I’m running into a problem with the way that JSONItem instantiates empty arrays.
Dim obj As new JSONItem("[]")
if obj.IsArray then
MsgBox "JSON arrays are awesome."
else
MsgBox "I'm not an object, I'm an array?" // this should not display
end if
In the above code, the obj.IsArray value is false. Obj.ToString() also returns “{}”, instead of “[]”, which is different than the string that obj was initialized with.
It might seem like a trivial issue, but I use JSON extensively in communication protocols, and sometimes need to indicate that a certain value is an array by giving it a value of “[]” (initializing the value as [“1”] or something similar is not an option).
Dim item1 As New JSONItem("[]")
Dim item2 As New JSONItem("{}")
Both item1.Count() and item2.Count() is equal to 0.

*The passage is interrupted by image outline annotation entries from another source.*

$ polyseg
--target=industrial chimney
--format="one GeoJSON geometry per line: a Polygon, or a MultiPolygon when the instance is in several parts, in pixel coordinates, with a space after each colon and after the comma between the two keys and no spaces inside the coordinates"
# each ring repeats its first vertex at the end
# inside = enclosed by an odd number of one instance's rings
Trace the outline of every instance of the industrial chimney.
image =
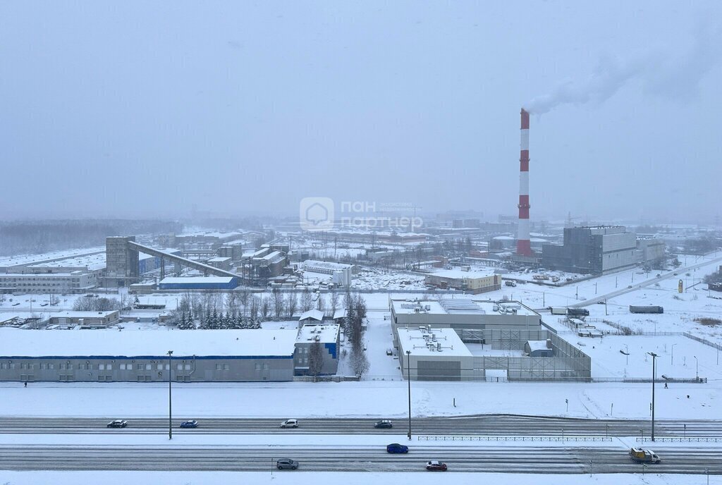
{"type": "Polygon", "coordinates": [[[521,108],[521,153],[519,157],[519,235],[516,253],[531,255],[529,240],[529,113],[521,108]]]}

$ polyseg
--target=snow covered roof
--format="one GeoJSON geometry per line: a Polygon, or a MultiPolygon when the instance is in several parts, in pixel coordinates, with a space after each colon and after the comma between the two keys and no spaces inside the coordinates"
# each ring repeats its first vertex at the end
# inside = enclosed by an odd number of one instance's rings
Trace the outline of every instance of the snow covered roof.
{"type": "Polygon", "coordinates": [[[471,357],[471,352],[461,341],[453,328],[427,327],[399,327],[397,329],[399,335],[399,354],[404,355],[407,350],[411,351],[412,356],[438,355],[439,357],[471,357]],[[441,351],[438,350],[440,344],[441,351]],[[434,349],[431,347],[433,346],[434,349]]]}
{"type": "Polygon", "coordinates": [[[117,310],[111,310],[107,312],[59,312],[50,315],[51,318],[97,318],[100,317],[108,317],[118,313],[117,310]]]}
{"type": "Polygon", "coordinates": [[[318,339],[318,342],[321,344],[331,344],[336,342],[339,337],[339,330],[341,325],[336,323],[327,323],[325,325],[304,325],[298,331],[298,338],[296,339],[300,344],[313,342],[318,339]]]}
{"type": "Polygon", "coordinates": [[[315,259],[307,259],[303,261],[303,267],[307,270],[313,272],[313,268],[324,268],[326,269],[347,269],[347,268],[351,268],[352,265],[346,264],[345,263],[334,263],[332,261],[318,261],[315,259]]]}
{"type": "Polygon", "coordinates": [[[438,276],[440,278],[489,278],[494,276],[494,271],[464,271],[461,269],[442,269],[429,274],[430,276],[438,276]]]}
{"type": "Polygon", "coordinates": [[[300,321],[307,318],[318,320],[320,322],[323,320],[323,312],[320,310],[309,310],[308,312],[301,313],[301,316],[298,318],[298,320],[300,321]]]}
{"type": "Polygon", "coordinates": [[[20,330],[0,328],[0,356],[290,357],[295,329],[20,330]]]}
{"type": "Polygon", "coordinates": [[[532,352],[535,350],[549,350],[546,340],[528,340],[526,344],[529,346],[529,350],[532,352]]]}
{"type": "Polygon", "coordinates": [[[193,284],[198,283],[230,283],[232,279],[232,276],[168,276],[160,280],[160,283],[166,284],[178,284],[179,283],[191,283],[193,284]]]}

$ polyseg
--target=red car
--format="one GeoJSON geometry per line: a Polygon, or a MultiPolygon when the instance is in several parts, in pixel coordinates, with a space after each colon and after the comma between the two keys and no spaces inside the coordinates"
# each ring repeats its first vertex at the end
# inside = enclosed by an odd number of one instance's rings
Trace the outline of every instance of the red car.
{"type": "Polygon", "coordinates": [[[426,462],[426,469],[430,471],[446,471],[448,467],[446,466],[446,463],[432,460],[432,461],[426,462]]]}

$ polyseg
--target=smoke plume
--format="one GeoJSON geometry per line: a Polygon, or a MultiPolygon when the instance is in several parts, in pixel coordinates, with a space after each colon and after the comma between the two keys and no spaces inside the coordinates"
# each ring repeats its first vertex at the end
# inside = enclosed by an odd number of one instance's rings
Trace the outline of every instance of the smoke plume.
{"type": "Polygon", "coordinates": [[[655,95],[688,100],[697,95],[700,82],[719,61],[721,32],[719,27],[700,25],[692,44],[676,53],[656,51],[625,59],[601,58],[587,79],[565,80],[552,92],[531,100],[524,109],[542,115],[562,105],[601,104],[631,83],[655,95]]]}

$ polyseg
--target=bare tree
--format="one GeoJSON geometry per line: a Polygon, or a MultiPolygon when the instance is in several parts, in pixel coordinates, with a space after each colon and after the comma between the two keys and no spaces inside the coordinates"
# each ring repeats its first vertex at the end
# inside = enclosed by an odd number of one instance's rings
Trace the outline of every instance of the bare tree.
{"type": "Polygon", "coordinates": [[[248,313],[248,299],[250,297],[251,294],[245,288],[239,292],[238,300],[240,301],[240,304],[243,305],[243,316],[245,316],[248,313]]]}
{"type": "Polygon", "coordinates": [[[235,318],[235,316],[238,315],[238,294],[235,292],[231,292],[226,295],[225,300],[226,313],[235,318]]]}
{"type": "Polygon", "coordinates": [[[118,310],[119,307],[120,302],[115,298],[81,297],[73,303],[73,310],[76,312],[108,312],[118,310]]]}
{"type": "MultiPolygon", "coordinates": [[[[259,297],[253,296],[251,297],[249,310],[250,310],[251,318],[253,318],[253,320],[256,320],[256,318],[258,318],[258,310],[261,309],[262,305],[261,300],[261,298],[259,297]]],[[[266,308],[266,313],[268,312],[268,308],[266,308]]]]}
{"type": "Polygon", "coordinates": [[[301,292],[301,311],[308,312],[313,307],[313,297],[311,296],[308,287],[304,287],[301,292]]]}
{"type": "Polygon", "coordinates": [[[308,373],[313,376],[315,381],[323,369],[323,349],[321,342],[314,341],[308,347],[308,373]]]}
{"type": "Polygon", "coordinates": [[[271,310],[271,305],[269,304],[268,297],[261,297],[261,317],[264,320],[266,320],[269,318],[269,311],[271,310]]]}
{"type": "Polygon", "coordinates": [[[295,293],[289,293],[286,297],[286,312],[289,320],[293,318],[294,313],[298,309],[298,299],[295,293]]]}
{"type": "Polygon", "coordinates": [[[278,288],[274,288],[271,292],[271,304],[273,305],[273,313],[276,320],[281,320],[284,302],[283,301],[283,294],[278,288]]]}
{"type": "Polygon", "coordinates": [[[360,379],[364,374],[368,372],[370,365],[368,359],[366,358],[366,353],[360,349],[353,349],[351,351],[351,368],[354,373],[360,379]]]}

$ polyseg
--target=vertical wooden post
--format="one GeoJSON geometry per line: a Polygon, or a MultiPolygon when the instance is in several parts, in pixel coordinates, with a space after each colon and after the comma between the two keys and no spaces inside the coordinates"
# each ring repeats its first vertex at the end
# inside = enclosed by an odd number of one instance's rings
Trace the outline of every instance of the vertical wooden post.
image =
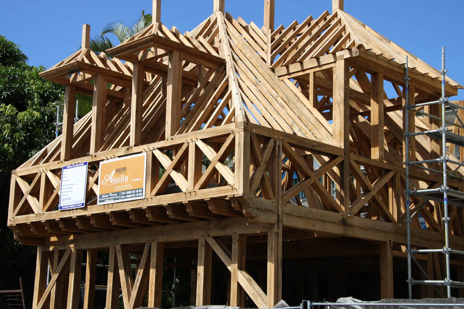
{"type": "Polygon", "coordinates": [[[47,265],[48,252],[42,246],[37,247],[35,263],[35,279],[32,296],[32,309],[36,309],[47,286],[47,265]]]}
{"type": "Polygon", "coordinates": [[[309,99],[309,105],[312,107],[315,106],[316,104],[318,103],[317,95],[316,93],[316,83],[315,80],[315,73],[313,71],[309,72],[309,85],[308,87],[309,90],[308,99],[309,99]]]}
{"type": "Polygon", "coordinates": [[[248,194],[249,192],[249,132],[235,133],[234,185],[237,194],[248,194]]]}
{"type": "Polygon", "coordinates": [[[88,250],[85,265],[85,290],[84,309],[93,309],[95,303],[95,284],[97,277],[96,249],[88,250]]]}
{"type": "Polygon", "coordinates": [[[332,0],[332,13],[334,14],[337,10],[343,10],[343,0],[332,0]]]}
{"type": "Polygon", "coordinates": [[[164,244],[152,243],[150,261],[150,281],[148,287],[148,306],[161,307],[163,288],[163,258],[164,244]]]}
{"type": "Polygon", "coordinates": [[[211,268],[212,249],[204,238],[198,240],[198,260],[197,265],[197,306],[211,302],[211,268]]]}
{"type": "Polygon", "coordinates": [[[267,236],[267,306],[282,298],[282,142],[276,141],[269,175],[272,175],[275,202],[275,222],[269,225],[267,236]]]}
{"type": "Polygon", "coordinates": [[[193,190],[201,177],[202,161],[200,152],[194,141],[189,142],[189,160],[187,165],[187,189],[193,190]]]}
{"type": "Polygon", "coordinates": [[[110,247],[109,259],[106,308],[118,309],[119,307],[119,273],[118,271],[118,261],[116,260],[115,246],[110,247]]]}
{"type": "MultiPolygon", "coordinates": [[[[52,252],[49,253],[49,254],[51,254],[52,252]]],[[[62,256],[62,254],[60,254],[60,252],[58,250],[53,251],[53,260],[51,263],[51,267],[50,267],[50,273],[52,275],[55,274],[56,271],[56,268],[60,262],[59,258],[62,256]]],[[[62,270],[61,271],[63,272],[62,270]]],[[[64,289],[62,278],[62,276],[58,277],[50,291],[50,309],[59,309],[60,300],[64,298],[62,295],[64,289]]]]}
{"type": "Polygon", "coordinates": [[[166,100],[166,137],[175,134],[181,123],[182,61],[179,52],[169,52],[166,100]]]}
{"type": "Polygon", "coordinates": [[[152,13],[152,23],[159,23],[161,21],[161,0],[153,0],[153,12],[152,13]]]}
{"type": "Polygon", "coordinates": [[[66,85],[64,87],[64,106],[63,109],[61,151],[60,153],[60,160],[68,160],[71,158],[75,106],[76,88],[74,85],[66,85]]]}
{"type": "Polygon", "coordinates": [[[90,25],[82,25],[82,42],[81,48],[89,48],[90,46],[90,25]]]}
{"type": "Polygon", "coordinates": [[[214,0],[213,12],[222,12],[224,14],[226,10],[226,0],[214,0]]]}
{"type": "Polygon", "coordinates": [[[243,235],[232,235],[230,263],[230,305],[244,306],[245,291],[238,284],[238,269],[245,269],[246,239],[243,235]]]}
{"type": "Polygon", "coordinates": [[[341,200],[346,213],[349,213],[349,65],[343,58],[337,60],[334,70],[334,138],[343,148],[345,157],[341,164],[341,200]]]}
{"type": "Polygon", "coordinates": [[[371,158],[384,159],[383,73],[371,75],[371,158]]]}
{"type": "Polygon", "coordinates": [[[264,28],[274,31],[274,12],[275,0],[264,0],[264,28]]]}
{"type": "Polygon", "coordinates": [[[144,96],[144,65],[134,63],[130,103],[130,144],[140,145],[142,139],[142,102],[144,96]]]}
{"type": "Polygon", "coordinates": [[[380,297],[393,298],[393,251],[391,241],[381,242],[380,258],[380,297]]]}
{"type": "Polygon", "coordinates": [[[90,132],[90,153],[100,150],[104,132],[106,82],[103,76],[95,76],[92,102],[92,129],[90,132]]]}
{"type": "Polygon", "coordinates": [[[81,294],[81,274],[82,269],[82,250],[71,247],[69,262],[69,281],[67,290],[67,309],[79,307],[81,294]]]}

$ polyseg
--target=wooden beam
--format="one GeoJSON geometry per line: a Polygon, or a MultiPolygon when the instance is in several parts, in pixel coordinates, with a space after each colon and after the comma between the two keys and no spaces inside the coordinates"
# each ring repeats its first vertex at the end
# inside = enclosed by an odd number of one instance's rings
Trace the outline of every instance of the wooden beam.
{"type": "Polygon", "coordinates": [[[69,261],[69,281],[67,290],[67,309],[78,309],[79,307],[82,269],[82,250],[72,247],[69,261]]]}
{"type": "Polygon", "coordinates": [[[152,23],[161,22],[161,0],[153,0],[152,23]]]}
{"type": "Polygon", "coordinates": [[[230,305],[244,307],[245,292],[238,284],[238,269],[245,269],[246,239],[243,235],[232,235],[230,262],[230,305]]]}
{"type": "Polygon", "coordinates": [[[130,104],[130,144],[133,146],[141,143],[144,74],[144,65],[134,63],[130,104]]]}
{"type": "Polygon", "coordinates": [[[344,149],[349,147],[349,65],[339,59],[334,70],[334,138],[344,149]]]}
{"type": "Polygon", "coordinates": [[[108,309],[119,308],[119,273],[118,271],[116,251],[115,246],[110,247],[105,306],[108,309]]]}
{"type": "Polygon", "coordinates": [[[182,88],[182,61],[179,52],[169,52],[167,69],[166,100],[166,138],[174,135],[181,123],[181,100],[182,88]]]}
{"type": "Polygon", "coordinates": [[[343,0],[332,0],[332,13],[334,14],[337,10],[343,10],[343,0]]]}
{"type": "Polygon", "coordinates": [[[274,31],[274,12],[275,0],[264,0],[264,28],[266,30],[274,31]]]}
{"type": "Polygon", "coordinates": [[[71,159],[75,104],[76,88],[74,85],[66,85],[64,87],[61,151],[60,153],[61,160],[66,161],[71,159]]]}
{"type": "Polygon", "coordinates": [[[37,260],[35,263],[35,279],[34,283],[34,293],[32,296],[32,309],[38,308],[41,297],[44,297],[47,285],[47,265],[49,253],[44,248],[37,247],[37,260]]]}
{"type": "Polygon", "coordinates": [[[161,307],[163,288],[163,257],[164,244],[152,243],[150,263],[150,282],[148,287],[148,306],[161,307]]]}
{"type": "Polygon", "coordinates": [[[93,99],[92,101],[92,128],[90,132],[90,153],[98,152],[105,129],[105,107],[106,101],[106,82],[103,75],[95,76],[93,99]]]}
{"type": "Polygon", "coordinates": [[[213,13],[222,12],[224,14],[226,10],[226,0],[214,0],[213,13]]]}
{"type": "Polygon", "coordinates": [[[391,241],[379,244],[380,298],[393,298],[393,250],[391,241]]]}
{"type": "Polygon", "coordinates": [[[82,42],[81,44],[81,49],[88,49],[90,48],[90,25],[85,24],[82,25],[82,42]]]}
{"type": "Polygon", "coordinates": [[[211,272],[212,250],[205,239],[198,240],[198,259],[197,265],[197,306],[211,302],[211,272]]]}
{"type": "Polygon", "coordinates": [[[383,161],[383,73],[371,75],[371,158],[383,161]]]}
{"type": "Polygon", "coordinates": [[[95,284],[97,278],[96,249],[88,250],[85,265],[85,290],[84,293],[84,309],[93,309],[95,301],[95,284]]]}

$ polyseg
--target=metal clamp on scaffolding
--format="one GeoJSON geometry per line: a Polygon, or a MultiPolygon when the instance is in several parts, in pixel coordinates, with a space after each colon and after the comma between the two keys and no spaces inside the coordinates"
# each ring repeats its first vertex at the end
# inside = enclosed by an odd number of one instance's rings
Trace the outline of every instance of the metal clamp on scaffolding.
{"type": "MultiPolygon", "coordinates": [[[[448,186],[448,177],[453,177],[462,179],[462,177],[454,175],[458,168],[461,166],[464,166],[464,164],[462,162],[450,159],[446,154],[446,143],[451,143],[457,146],[458,147],[464,147],[464,137],[461,136],[458,134],[453,133],[447,127],[447,125],[454,126],[459,128],[464,128],[464,122],[462,121],[456,112],[456,109],[464,109],[464,107],[455,104],[450,102],[447,97],[446,96],[445,92],[445,78],[447,70],[445,68],[445,48],[442,49],[442,69],[440,71],[442,74],[442,96],[437,101],[429,102],[426,103],[421,103],[412,105],[409,105],[409,77],[408,68],[408,56],[406,58],[406,64],[405,66],[405,73],[406,77],[405,80],[405,158],[404,162],[406,167],[406,188],[405,193],[406,195],[406,213],[407,219],[405,221],[407,223],[407,247],[406,252],[408,253],[408,280],[406,282],[408,283],[409,298],[412,298],[412,286],[414,284],[423,284],[426,285],[432,285],[437,286],[446,286],[447,288],[447,297],[451,296],[451,288],[464,288],[464,283],[459,282],[452,280],[451,279],[451,274],[450,271],[450,254],[464,254],[464,252],[458,250],[453,250],[449,247],[449,235],[450,235],[450,218],[448,217],[448,206],[453,205],[456,206],[464,207],[463,205],[462,200],[464,199],[464,192],[454,190],[450,188],[448,186]],[[430,112],[425,112],[418,108],[422,108],[424,106],[432,105],[434,104],[440,104],[441,105],[441,117],[438,117],[436,115],[433,115],[430,112]],[[445,112],[448,108],[448,110],[452,111],[458,123],[447,121],[445,119],[445,112]],[[440,127],[436,130],[431,130],[422,132],[410,132],[409,128],[409,113],[415,112],[416,114],[419,114],[421,115],[429,117],[431,120],[434,120],[437,121],[440,121],[441,123],[440,127]],[[441,156],[438,158],[431,158],[430,160],[422,161],[411,161],[409,156],[409,139],[413,136],[420,135],[425,135],[432,138],[435,138],[441,140],[441,156]],[[442,170],[439,171],[436,169],[430,168],[423,166],[423,164],[430,164],[432,163],[441,164],[442,165],[442,170]],[[455,164],[457,167],[450,173],[447,171],[448,163],[455,164]],[[410,188],[410,183],[409,180],[409,169],[412,166],[420,168],[422,170],[428,171],[431,172],[442,174],[443,175],[443,183],[439,186],[435,188],[427,188],[426,189],[421,189],[420,188],[415,188],[416,189],[411,190],[410,188]],[[410,198],[411,196],[420,197],[424,199],[424,202],[421,203],[421,208],[425,205],[427,201],[435,201],[441,203],[443,205],[443,217],[442,220],[444,225],[445,233],[445,245],[441,249],[427,249],[414,250],[411,248],[411,219],[413,216],[419,213],[419,210],[416,210],[412,215],[410,215],[410,198]],[[451,197],[451,200],[449,199],[449,196],[451,197]],[[430,280],[427,276],[425,272],[422,269],[418,262],[414,257],[414,253],[443,253],[445,256],[445,266],[446,271],[446,276],[443,280],[430,280]],[[424,275],[426,278],[426,280],[415,280],[412,277],[412,271],[411,266],[411,260],[413,261],[416,265],[419,267],[421,273],[424,275]]],[[[413,129],[415,130],[415,129],[413,129]]],[[[464,158],[459,158],[462,160],[464,158]]],[[[436,290],[438,290],[435,288],[436,290]]],[[[439,294],[440,294],[439,292],[439,294]]]]}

My JSON objects are serialized on the one side to a string with the ToString() method, and deserialzed on the other side with the JSONItem constructor… and because ToString() changes empty arrays (e.g. []) to objects ({}) the data “type” comes out wrong at the other side.
I’ve tried the “adding one element” workaround, but for technical reasons beyond the scope of this post, I need that an “empty” arrays are correctly instantiated.
Just a brief explanation through code why.
Dim obj1 As new JSONItem("[""""]")
Dim obj2 As new JSONItem("{}")
Dim obj3 As new JSONItem("[]")
// obj1 is an array and obj1.Count = 1 : CORRECT
// obj2 is an object and obj2.count = 0 : CORRECT
// obj3 is an object : INCORRECT
For my program, I need to create a JSONItem that is an array and constains zero elements… and I cannot find a way of doing this.
Yes I know,
Maybe you should not take the count method to check if it’s an array or not.
If you parse a “[…]” structure then it’s an array
If you assign a indexed value (i.e. jsonItem.append) then it’s an array
if you remove an indexed item (i.e. jsonitem.remove) you should not reflag the array type (documentation asserts that once you assign a type for an item then it’s of that type)
Now count is useful for its real meaning : the item has count info in it; not it’s an array or not.
Perhaps I’m getting old, and the cool kids growing up with tablets are more comfortable with touch typing, but I much rather prefer a good old 101 keyboard.
I am more than willing to make my workaround class for this issue available to anyone else that needs it.
While working on a MongoDB driver for Xojo I wrote a JSON parser capable of parsing less strict JSON (e.g. {mykey:“myvalue”} instead of {“mykey”:“myvalue”}), so it was a quick exercise for me to wrap this existing code as a drop-in replacement class, with one difference… the IsArray is a property instead of a method.
This JSON parser is also used in my 3D engine to parse very large JSON strings very quickly.
Haven’t done any official testing about the correctness of the class, so I provide it “as-is” to those who might need it… so please use it at your own risk.
Whoa, wAit a sec. Making a class that allows you to parse errors in a JSON string just encourages people to make bad JSON generators which won’t work anywhere else.
FWIW what you are talking about there is a JavaScript object (keys without quotes).